You hear that soulfulness again when he sings of the ways he blamed a past lover for his own underlying problems in “Reverse Faults,” using the metaphor of taking the breaks out of his own car, getting into an accident and blaming the other person in the relationship even though it was his own doing. You hear it when in “Timmy’s Prayer,” perhaps singing about this same ex, he laments that, “I got thrown out / I don’t know which way to go now / Don’t know which way is home now.” Not only is his vocal delivery powerful, but Sampha also does an incredible job of painting a picture with his lyrics.

His lyrical imagery is most notable on what is perhaps the best song on the album, “Blood on Me.” The most upbeat and exciting track on the record, “Blood on Me” features evocative images of a tortured dreamscape where Sampha is running away from his inner demons and fears. Throughout the track, the singer is out of breath and the repetition of the intro throughout the runtime of the song creates a dreadful, anxious chase scene in the listener’s mind. He has said in an interview with Genius that this track came about from improvising on the piano after watching the critically-acclaimed anime film Ghost in the Shell; the influence is obvious, as the emotion of a cold world filled with enemies around every corner really comes across in the delivery of this track.

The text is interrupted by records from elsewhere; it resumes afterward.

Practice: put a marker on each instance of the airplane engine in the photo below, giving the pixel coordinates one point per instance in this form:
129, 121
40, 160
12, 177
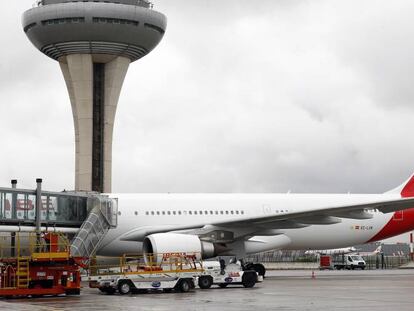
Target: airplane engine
157, 245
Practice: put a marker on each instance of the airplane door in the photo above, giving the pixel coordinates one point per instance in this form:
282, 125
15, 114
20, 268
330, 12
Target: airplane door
398, 216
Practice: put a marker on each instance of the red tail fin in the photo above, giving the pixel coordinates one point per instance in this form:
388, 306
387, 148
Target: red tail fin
408, 190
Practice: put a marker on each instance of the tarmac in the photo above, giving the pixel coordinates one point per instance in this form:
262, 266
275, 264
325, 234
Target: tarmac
281, 290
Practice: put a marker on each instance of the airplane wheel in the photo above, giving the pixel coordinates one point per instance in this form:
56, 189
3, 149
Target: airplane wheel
205, 281
260, 269
124, 287
184, 286
249, 279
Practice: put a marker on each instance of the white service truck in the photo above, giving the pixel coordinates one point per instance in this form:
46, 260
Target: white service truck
217, 273
348, 261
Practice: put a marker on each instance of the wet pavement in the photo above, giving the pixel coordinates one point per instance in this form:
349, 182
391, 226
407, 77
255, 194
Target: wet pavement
281, 290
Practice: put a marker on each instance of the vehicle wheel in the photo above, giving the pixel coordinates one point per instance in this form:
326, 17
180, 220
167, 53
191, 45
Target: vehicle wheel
205, 281
124, 287
108, 290
260, 269
249, 279
72, 292
184, 286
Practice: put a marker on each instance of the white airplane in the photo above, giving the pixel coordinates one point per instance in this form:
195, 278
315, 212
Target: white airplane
332, 251
241, 224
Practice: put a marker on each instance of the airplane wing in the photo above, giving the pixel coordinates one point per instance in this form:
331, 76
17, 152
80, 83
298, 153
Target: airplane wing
272, 224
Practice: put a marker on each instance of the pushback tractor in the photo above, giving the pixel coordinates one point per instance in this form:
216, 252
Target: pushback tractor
134, 273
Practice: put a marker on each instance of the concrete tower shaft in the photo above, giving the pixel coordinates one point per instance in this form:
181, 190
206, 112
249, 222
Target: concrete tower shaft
94, 42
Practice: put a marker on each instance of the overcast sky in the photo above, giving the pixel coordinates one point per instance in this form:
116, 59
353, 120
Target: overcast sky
240, 96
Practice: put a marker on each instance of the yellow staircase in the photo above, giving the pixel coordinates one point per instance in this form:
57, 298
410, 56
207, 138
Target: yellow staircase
22, 272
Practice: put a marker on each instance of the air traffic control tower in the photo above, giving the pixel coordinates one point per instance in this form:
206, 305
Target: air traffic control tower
94, 42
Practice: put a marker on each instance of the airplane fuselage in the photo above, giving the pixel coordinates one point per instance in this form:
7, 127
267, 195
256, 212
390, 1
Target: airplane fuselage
139, 213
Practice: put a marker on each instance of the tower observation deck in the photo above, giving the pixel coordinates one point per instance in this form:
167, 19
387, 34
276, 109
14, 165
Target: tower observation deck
94, 42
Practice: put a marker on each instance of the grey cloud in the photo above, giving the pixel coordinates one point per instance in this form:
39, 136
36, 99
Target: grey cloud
241, 96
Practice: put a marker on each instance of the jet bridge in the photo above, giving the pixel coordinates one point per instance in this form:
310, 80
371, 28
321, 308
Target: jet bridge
89, 215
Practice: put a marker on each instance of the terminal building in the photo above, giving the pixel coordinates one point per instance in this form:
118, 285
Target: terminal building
94, 42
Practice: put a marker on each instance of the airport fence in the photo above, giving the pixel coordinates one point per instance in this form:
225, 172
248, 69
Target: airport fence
379, 261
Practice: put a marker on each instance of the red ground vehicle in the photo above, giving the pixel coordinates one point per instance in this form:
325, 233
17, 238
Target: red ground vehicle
43, 266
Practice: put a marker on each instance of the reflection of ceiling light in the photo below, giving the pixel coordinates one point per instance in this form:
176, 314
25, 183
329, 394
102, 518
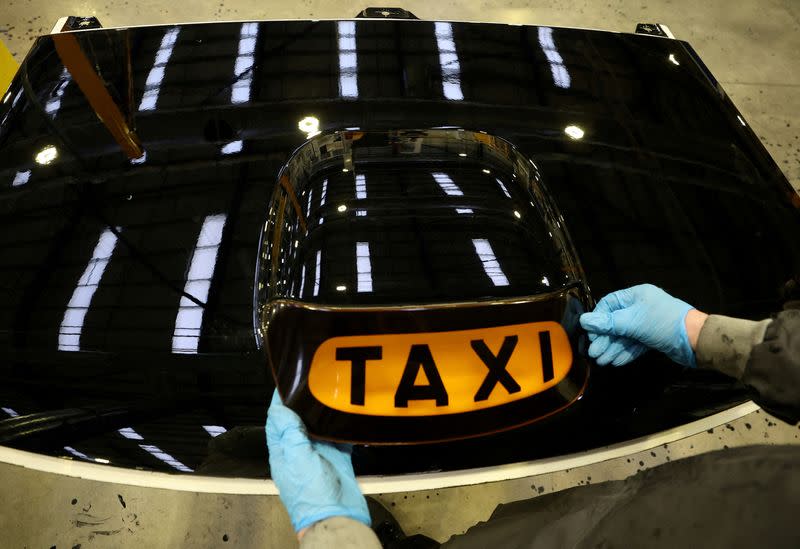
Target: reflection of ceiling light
47, 155
574, 132
309, 125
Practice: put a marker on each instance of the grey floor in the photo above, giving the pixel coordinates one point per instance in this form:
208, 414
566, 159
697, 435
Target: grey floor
752, 47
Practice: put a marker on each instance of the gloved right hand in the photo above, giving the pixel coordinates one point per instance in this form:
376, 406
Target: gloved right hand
625, 323
315, 479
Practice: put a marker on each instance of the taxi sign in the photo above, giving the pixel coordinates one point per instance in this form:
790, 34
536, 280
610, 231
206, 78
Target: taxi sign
437, 373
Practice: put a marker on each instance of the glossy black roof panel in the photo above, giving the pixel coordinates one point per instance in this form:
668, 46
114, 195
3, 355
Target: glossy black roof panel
126, 286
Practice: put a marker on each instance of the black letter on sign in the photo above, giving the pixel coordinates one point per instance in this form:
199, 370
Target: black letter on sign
547, 356
358, 357
420, 355
497, 367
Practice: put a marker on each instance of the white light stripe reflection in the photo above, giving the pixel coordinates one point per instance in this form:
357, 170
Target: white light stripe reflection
21, 178
11, 412
317, 270
128, 432
141, 160
448, 61
348, 59
490, 264
189, 320
54, 103
243, 70
308, 206
76, 453
69, 334
503, 188
302, 280
232, 148
363, 267
324, 192
561, 76
214, 430
447, 185
158, 453
152, 86
361, 186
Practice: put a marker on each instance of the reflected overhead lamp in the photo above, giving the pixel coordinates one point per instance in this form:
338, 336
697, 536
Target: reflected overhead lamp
309, 125
574, 132
47, 155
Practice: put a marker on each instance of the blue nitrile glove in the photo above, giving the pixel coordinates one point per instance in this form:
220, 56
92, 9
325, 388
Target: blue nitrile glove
315, 479
628, 322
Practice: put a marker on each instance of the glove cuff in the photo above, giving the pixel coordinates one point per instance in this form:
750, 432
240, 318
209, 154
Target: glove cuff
332, 511
683, 354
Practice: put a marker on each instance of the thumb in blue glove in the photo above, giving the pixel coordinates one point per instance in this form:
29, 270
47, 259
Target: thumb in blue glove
315, 479
628, 322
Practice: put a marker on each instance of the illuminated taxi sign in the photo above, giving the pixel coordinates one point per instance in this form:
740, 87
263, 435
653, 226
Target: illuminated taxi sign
437, 373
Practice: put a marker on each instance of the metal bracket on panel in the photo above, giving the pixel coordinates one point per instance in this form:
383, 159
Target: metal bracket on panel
386, 13
74, 22
654, 29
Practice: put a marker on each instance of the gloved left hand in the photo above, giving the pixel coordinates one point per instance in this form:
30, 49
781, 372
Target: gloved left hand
315, 479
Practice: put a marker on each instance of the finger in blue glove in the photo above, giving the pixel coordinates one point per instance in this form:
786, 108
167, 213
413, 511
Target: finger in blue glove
315, 479
637, 318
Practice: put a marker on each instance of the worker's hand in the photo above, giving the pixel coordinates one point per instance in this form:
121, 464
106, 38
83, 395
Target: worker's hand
315, 479
628, 322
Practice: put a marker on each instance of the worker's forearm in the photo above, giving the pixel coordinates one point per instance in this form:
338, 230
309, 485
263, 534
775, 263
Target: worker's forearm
339, 533
724, 343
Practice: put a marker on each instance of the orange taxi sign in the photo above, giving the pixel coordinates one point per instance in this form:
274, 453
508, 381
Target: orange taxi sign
437, 373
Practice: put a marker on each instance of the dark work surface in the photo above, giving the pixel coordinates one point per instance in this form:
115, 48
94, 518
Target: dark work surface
126, 288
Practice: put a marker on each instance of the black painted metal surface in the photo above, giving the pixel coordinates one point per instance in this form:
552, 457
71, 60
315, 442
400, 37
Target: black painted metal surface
126, 318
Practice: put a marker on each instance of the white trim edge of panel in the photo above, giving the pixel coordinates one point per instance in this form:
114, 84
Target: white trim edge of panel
370, 485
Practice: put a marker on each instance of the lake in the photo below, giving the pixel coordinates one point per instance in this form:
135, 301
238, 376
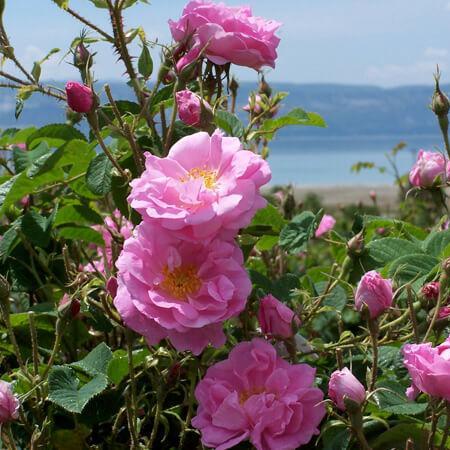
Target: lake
315, 160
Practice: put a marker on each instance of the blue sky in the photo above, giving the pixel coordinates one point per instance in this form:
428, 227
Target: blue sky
380, 42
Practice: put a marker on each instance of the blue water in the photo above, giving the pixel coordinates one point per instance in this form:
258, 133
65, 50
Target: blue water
316, 160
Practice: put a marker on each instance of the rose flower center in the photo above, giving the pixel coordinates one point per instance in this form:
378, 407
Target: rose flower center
209, 176
181, 281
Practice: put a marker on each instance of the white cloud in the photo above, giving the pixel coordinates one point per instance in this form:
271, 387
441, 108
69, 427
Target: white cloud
399, 74
436, 53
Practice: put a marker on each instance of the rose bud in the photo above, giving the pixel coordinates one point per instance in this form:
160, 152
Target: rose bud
343, 384
428, 169
431, 290
68, 306
375, 293
191, 111
9, 404
79, 97
275, 318
326, 224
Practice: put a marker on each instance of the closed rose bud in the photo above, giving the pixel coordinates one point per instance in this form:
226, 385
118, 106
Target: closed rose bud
111, 286
343, 384
429, 168
9, 404
275, 318
375, 293
431, 290
68, 307
79, 97
326, 224
191, 111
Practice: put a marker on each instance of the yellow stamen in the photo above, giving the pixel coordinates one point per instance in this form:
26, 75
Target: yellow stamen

Some might lob the same criticisms on Process that many initially did on Solange’s A Seat at the Table, which Sampha worked heavily on. They might say that it’s too low-key, especially within the deeper cuts of the record. However, his style of electronic-infused soul is not as laid back as it would first seem and has a lot of depth to it that rewards multiple listens, especially once you dig deeper into lyrics. Not every single song is a complete hit, but that’s to be expected with a debut record. Still, every song on Process showcases the unique artistry Sampha brings to the table. In the end, what we are left with is one of the best soul debuts of the past few years and perhaps the best album of the year so far.